L'un des dispositifs prévus dans ce projet de loi, qui revient à neutraliser l'importance des effectifs âgés de moins de vingt-cinq ans dans le calcul des seuils de salariés, concerne déjà tous les salariés, quel que soit le type de leur contrat de travail.
Pas plus que nous, les syndicats ne sont dupes des prétendues contreparties à une flexibilité bien réelle.
Durant ces débats, il a beaucoup été question de garantir aux salariés bénéficiaires du contrat « nouvelles embauches » une indemnisation chômage supérieure à celle de droit commun, ainsi qu'un parcours de réinsertion personnalisé. Il sera alors très intéressant d'étudier, d'une part, la manière adoptée par l'UNEDIC pour traiter le problème des chômeurs et, d'autre part, les solutions apportées dans les mois à venir au problème des minima sociaux.
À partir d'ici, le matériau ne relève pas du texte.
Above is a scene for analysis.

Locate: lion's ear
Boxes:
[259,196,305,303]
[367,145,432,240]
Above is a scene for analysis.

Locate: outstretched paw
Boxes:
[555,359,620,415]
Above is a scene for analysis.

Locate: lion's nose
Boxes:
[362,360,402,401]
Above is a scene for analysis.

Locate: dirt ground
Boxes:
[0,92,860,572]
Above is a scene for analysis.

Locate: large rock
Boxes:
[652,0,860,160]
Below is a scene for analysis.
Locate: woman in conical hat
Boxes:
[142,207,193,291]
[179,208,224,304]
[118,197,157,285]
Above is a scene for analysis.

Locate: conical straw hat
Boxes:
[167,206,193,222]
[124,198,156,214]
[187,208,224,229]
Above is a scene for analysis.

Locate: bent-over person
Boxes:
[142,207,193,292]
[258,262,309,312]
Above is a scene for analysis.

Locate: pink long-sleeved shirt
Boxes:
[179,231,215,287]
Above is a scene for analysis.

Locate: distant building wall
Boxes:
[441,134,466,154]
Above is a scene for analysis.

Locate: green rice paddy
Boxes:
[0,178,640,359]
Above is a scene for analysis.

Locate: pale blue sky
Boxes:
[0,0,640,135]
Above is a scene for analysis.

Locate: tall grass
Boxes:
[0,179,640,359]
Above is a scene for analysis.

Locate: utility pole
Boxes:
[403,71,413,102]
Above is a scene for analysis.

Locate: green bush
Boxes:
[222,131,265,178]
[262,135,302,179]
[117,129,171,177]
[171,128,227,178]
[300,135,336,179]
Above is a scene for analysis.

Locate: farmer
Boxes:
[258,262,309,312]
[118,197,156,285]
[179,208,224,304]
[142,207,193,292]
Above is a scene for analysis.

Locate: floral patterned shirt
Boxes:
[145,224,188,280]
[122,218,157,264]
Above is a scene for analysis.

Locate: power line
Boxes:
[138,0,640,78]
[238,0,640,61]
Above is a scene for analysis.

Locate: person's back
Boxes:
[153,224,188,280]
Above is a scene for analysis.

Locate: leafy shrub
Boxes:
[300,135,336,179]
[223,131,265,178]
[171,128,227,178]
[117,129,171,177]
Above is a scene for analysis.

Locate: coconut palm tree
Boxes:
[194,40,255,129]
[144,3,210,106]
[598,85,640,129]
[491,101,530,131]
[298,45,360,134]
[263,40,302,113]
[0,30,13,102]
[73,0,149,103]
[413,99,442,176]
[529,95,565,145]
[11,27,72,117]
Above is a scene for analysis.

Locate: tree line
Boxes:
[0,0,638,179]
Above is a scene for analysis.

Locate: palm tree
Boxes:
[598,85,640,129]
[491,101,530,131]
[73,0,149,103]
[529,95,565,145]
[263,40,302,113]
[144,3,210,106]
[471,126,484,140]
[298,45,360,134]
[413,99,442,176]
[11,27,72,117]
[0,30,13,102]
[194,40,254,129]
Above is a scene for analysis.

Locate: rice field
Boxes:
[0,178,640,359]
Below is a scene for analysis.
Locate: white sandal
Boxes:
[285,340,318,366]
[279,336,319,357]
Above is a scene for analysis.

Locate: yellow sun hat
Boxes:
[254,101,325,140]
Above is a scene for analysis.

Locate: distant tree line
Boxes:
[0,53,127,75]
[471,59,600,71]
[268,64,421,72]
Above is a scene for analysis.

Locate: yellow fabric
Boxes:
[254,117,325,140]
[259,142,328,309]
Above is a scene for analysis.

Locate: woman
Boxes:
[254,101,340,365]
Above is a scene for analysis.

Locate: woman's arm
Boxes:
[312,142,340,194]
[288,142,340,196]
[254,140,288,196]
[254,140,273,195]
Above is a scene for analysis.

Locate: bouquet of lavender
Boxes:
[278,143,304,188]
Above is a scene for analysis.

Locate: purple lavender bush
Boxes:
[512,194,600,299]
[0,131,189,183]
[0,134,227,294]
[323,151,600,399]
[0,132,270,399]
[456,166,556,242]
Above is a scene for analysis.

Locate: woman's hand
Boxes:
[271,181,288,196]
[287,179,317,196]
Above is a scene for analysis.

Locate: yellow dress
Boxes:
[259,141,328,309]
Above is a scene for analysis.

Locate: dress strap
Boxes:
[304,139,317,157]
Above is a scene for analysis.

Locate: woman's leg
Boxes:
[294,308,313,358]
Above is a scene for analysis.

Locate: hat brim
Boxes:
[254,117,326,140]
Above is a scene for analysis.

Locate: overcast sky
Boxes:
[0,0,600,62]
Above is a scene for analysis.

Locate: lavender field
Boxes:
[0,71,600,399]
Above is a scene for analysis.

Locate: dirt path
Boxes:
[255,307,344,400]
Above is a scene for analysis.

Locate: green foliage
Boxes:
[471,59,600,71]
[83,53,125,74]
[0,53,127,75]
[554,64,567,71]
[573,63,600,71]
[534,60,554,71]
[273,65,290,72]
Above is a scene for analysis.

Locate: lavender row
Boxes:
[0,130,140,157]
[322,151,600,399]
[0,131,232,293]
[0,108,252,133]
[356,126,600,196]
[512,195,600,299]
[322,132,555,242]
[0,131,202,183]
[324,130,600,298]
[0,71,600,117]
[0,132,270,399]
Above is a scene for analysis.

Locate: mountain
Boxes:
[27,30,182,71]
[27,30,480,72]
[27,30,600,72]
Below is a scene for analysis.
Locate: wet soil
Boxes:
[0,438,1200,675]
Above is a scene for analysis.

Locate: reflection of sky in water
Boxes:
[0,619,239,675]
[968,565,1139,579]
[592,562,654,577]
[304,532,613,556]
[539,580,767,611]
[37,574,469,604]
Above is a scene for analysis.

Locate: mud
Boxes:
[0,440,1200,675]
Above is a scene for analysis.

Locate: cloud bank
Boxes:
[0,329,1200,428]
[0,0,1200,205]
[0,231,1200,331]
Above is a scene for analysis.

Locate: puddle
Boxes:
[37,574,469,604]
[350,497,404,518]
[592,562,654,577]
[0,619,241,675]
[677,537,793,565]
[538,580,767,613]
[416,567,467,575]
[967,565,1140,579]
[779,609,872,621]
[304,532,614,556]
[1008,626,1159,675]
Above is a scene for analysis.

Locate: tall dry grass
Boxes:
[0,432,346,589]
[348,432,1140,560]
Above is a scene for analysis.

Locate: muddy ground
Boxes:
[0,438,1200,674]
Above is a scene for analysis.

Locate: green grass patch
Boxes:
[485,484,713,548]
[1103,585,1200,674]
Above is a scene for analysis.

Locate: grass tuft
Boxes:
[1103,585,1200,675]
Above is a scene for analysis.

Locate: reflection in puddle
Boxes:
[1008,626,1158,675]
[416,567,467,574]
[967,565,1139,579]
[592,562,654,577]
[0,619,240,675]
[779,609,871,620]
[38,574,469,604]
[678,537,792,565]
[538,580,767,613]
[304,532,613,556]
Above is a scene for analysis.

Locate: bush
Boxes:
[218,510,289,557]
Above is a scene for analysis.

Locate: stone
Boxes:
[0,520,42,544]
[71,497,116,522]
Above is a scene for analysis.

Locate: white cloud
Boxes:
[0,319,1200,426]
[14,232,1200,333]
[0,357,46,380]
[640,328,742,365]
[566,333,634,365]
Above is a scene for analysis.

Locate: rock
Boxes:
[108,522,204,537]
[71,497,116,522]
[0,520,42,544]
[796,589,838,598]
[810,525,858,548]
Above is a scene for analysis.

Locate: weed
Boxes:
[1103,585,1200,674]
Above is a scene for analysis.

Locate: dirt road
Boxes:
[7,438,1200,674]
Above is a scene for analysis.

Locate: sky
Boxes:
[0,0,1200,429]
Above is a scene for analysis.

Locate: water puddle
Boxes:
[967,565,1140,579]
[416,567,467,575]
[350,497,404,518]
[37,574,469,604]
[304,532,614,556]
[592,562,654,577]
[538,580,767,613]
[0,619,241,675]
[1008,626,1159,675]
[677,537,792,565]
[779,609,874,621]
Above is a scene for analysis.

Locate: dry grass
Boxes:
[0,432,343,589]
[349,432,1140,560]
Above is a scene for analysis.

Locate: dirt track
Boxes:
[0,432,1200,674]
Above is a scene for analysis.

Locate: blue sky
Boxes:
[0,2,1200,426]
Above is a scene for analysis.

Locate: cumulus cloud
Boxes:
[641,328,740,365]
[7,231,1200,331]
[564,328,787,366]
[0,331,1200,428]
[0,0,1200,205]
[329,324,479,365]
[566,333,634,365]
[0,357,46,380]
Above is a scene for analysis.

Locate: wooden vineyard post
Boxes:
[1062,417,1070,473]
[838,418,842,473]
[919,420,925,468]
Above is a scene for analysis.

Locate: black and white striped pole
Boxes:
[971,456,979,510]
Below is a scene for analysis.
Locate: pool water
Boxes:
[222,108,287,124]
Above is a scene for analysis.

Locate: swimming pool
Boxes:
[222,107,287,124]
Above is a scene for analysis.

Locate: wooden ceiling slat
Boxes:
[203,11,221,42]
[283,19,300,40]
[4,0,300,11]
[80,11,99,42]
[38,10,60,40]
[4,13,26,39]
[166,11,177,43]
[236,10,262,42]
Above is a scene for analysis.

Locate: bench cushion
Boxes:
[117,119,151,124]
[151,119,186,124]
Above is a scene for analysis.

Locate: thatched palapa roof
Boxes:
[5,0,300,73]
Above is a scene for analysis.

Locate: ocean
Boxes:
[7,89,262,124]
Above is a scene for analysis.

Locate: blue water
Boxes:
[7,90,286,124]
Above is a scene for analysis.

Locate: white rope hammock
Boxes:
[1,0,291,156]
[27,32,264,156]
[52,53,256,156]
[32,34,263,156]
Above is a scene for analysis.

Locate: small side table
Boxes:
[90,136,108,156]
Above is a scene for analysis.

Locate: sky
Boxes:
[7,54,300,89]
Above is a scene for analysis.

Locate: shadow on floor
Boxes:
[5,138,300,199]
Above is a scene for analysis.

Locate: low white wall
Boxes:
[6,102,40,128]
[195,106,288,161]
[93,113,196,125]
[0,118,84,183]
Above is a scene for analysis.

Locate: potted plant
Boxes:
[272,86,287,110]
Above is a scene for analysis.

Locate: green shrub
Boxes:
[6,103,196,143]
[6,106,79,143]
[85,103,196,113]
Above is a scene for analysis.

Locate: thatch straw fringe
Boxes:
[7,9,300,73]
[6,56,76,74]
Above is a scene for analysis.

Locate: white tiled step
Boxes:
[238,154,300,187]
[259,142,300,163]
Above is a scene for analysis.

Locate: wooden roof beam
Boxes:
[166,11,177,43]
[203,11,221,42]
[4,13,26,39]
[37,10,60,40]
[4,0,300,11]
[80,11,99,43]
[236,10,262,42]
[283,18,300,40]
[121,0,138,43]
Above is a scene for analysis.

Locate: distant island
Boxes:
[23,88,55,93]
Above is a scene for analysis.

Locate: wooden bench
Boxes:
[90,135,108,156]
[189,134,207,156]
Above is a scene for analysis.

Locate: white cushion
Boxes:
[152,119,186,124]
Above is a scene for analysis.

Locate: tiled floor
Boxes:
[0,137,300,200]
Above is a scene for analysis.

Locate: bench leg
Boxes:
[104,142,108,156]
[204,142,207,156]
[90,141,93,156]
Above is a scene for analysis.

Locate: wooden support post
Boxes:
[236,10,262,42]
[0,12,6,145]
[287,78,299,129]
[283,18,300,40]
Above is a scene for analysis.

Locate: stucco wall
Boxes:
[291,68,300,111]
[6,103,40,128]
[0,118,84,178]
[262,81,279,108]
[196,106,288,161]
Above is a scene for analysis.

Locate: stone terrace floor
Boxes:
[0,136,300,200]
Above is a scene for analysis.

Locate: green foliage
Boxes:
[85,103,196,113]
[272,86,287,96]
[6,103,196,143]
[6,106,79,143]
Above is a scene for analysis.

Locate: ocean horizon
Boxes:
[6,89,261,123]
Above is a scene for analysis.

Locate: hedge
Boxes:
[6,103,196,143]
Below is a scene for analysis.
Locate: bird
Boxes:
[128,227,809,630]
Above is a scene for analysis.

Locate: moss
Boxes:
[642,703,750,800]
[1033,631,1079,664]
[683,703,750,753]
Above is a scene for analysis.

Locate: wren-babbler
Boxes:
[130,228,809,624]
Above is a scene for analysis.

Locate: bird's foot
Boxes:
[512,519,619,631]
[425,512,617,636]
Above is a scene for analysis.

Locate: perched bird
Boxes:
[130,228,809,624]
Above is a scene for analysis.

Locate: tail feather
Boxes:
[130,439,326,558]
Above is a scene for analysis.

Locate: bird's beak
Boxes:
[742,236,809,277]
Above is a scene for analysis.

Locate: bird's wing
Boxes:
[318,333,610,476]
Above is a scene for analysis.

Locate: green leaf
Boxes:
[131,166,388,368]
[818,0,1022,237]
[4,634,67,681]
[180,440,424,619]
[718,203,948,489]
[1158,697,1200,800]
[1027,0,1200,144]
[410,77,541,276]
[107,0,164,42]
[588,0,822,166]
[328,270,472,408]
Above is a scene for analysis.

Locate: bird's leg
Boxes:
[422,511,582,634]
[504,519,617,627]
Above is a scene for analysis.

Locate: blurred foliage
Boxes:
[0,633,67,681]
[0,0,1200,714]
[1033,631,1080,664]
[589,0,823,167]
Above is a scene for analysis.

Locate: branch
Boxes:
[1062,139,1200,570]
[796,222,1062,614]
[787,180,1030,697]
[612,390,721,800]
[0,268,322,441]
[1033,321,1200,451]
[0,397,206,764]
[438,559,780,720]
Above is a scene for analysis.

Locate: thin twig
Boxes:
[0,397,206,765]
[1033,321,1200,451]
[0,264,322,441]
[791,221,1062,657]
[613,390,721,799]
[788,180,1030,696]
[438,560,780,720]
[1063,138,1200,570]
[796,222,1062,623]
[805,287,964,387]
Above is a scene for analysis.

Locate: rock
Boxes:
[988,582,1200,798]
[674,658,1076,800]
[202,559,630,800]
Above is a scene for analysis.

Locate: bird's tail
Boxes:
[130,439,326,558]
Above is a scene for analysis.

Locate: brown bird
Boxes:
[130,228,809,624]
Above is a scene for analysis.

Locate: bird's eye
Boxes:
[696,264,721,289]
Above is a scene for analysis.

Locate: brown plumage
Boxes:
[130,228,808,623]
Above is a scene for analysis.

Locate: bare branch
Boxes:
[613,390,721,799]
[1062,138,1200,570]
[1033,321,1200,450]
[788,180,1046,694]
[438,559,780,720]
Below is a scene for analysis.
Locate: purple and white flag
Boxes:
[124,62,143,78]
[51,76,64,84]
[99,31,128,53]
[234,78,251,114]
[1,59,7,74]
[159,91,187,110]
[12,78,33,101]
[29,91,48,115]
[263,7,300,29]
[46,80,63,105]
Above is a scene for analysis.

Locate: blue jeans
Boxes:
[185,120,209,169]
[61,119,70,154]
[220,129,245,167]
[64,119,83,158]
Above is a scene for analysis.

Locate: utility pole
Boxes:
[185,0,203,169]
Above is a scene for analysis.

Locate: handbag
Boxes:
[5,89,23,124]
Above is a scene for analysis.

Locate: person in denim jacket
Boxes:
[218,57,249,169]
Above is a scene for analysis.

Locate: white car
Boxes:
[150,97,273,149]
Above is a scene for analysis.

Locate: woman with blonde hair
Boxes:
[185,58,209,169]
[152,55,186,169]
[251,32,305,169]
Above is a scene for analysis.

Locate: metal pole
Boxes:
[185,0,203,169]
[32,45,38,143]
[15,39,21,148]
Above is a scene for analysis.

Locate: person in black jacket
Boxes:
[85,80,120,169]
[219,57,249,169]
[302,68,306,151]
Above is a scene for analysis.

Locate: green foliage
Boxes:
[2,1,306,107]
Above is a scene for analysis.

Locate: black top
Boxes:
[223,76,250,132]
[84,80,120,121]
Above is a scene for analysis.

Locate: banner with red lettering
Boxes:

La commission mixte paritaire aurait prétendument clarifié le dispositif en question, lequel n'en demeure pas moins extrêmement vague. Il est désormais fait mention d'un revenu de remplacement spécifique pour toutes les personnes dont le contrat « nouvelles embauches » aurait été rompu.
Hier, sur RMC, M. le ministre a précisé que le salarié devra avoir travaillé quatre mois pour percevoir cette allocation, dont le montant serait proche de celui de l'ASS, l'allocation de solidarité spécifique. Il s'agit là d'un système d'aide dérisoire et non de droits ouverts à l'assurance chômage en raison d'une activité professionnelle. Nous sommes loin du supposé équilibre entre la souplesse nécessaire à l'employeur et la protection légitime des salariés !
Avec vous, décidemment, la balance penche toujours du coté de l'arbitraire patronal, du CAC 40. L'audace serait plutôt de refuser l'accentuation des inégalités dans le salariat, de s'attaquer aux causes de la précarité et de viser le plein emploi, au lieu d'accentuer les rotations entre activité, sous-emploi et non-emploi.
Mes chers collègues, aujourd'hui, les sénatrices et les sénateurs communistes confirment leur opposition frontale à ce projet de loi contraire aux intérêts des salariés et des personnes en situation de précarité.
M. le président. La parole est à M. Jean-Pierre Godefroy.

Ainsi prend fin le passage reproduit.